The suit is the latest battle in a legal war that has waged between NMS Properties and AEW over a joint venture to finance 9 properties in Southern California.
NMS owns and manages 23 buildings in Santa Monica and is the city’s largest affordable housing provider. Through his companies, NMS’s CEO and founder Neil Shekhter owns more than 2,000 apartment units in Santa Monica and the Westside of Los Angeles.
On Dec. 2nd, a judge forced Shekhter to cede control of nine properties (seven in Santa Monica) to hedge fund AEW as part of a civil suit. Judge Suzanne Bruguera found NMS destroyed evidence, submitted fraudulent documents to the court and misappropriated funds when dealing with AEW and ordered them to pay AEW’s attorneys’ fees and costs in excess of $6 million.

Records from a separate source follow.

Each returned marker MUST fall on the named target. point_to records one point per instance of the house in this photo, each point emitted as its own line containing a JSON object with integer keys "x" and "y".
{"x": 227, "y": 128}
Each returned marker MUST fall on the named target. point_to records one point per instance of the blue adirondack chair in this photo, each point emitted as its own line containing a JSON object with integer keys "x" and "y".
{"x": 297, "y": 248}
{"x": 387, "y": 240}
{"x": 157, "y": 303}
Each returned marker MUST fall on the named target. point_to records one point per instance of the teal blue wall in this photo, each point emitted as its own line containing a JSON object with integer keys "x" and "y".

Attorneys for NMS have already filed an appeal to the Superior Court’s ruling. In the meantime, NMS will continue to manage all of the properties.
The dispute between NMS and AEW over the joint venture will continue to work its way through the courts over the coming years. In the latest lawsuit, NMS filed a complaint alleging AEW attempted a “hostile takeover” of the nine properties to oust them as managers in November, weeks before the judge’s order.
On November 21st, a team of locksmiths, private security guards, and computer technicians suddenly stormed all the nine properties at once and announced there was a new management company in charge, according to the complaint. As employees scrambled to call their bosses, Shekhter’s son, Alan, went to see what was happening in the apartments at 1502 Broadway. A guard prevented him from entering and claimed to have a court order giving management company USRG the right to take over the building.
Over the next five hours, Shekhter remained locked out as similar scenes unfolded at the other properties. During that time, Shekhter claims the intruders rummaged through files, changed locks and took keys and garage openers and kept employees from leaving. The Santa Monica Police Department finally ended the ordeal when they ordered the intruders to leave, according to the complaint.
Since that day, NMS Properties has posted guards outside the buildings in question. They remain there today.
The lawsuits do not involve the city of Santa Monica but press coverage of the ruling caused some leaders to lose trust with the developer who has 18 additional properties up for future development. At last Tuesday’s City Council meeting, leaders asked for additional scrutiny of all city contracts dealing with NMS.
“We don’t know what aspects of our business with various people in the city could be impacted,” said Councilmember Sue Himmelrich, who directed city staff to look into the matter.
Councilmember Kevin McKeown says he has already heard from the tenants of the seven local buildings involved in the lawsuit who are worried about what a management shake-up means for them.
At the meeting, a spokesman for NMS promised to hand over any documents regarding current or pending contracts with the city.
“We would like to reassure the council, the mayor that we will cooperate fully with anything that the council would like to look at,” Eric Rose said. “We’re confident that any review will show NMS has always acted with the highest integrity.”
The lawsuit could hit NMS’s pocketbooks much harder than the $6 million dollars in fees and suit costs owed to AEW. Shekhter estimates the value of the properties ceded to AEW at $500 million, according to a complaint filed by his attorneys with the Superior Court on Dec. 1st.
When pressed, Rose would not commit to providing documents about the company’s financial viability to the City Council. Rose restated the company’s confidence they will win on appeal.
“This is simply a business dispute,” Rose said.
The judge’s Dec. 2nd ruling came after a forensic examination of documents handed over as part of the lawsuit filed by NMS against AEW over the joint venture. In September of 2015, the judge ordered NMS freeze all electronic documents and submit computers and devices to the court. Evidentiary hearings took place over eight days in October of this year.
Shekhter’s attorney, Skip Miller of Miller Barondness, LLP in Los Angeles, defended his client last week in a statement to the Daily Press:
“Neil Shekhter didn’t forge anything. The order is wrong. All he did was discard his personal home computer to protect his and his family’s privacy,” Miller said.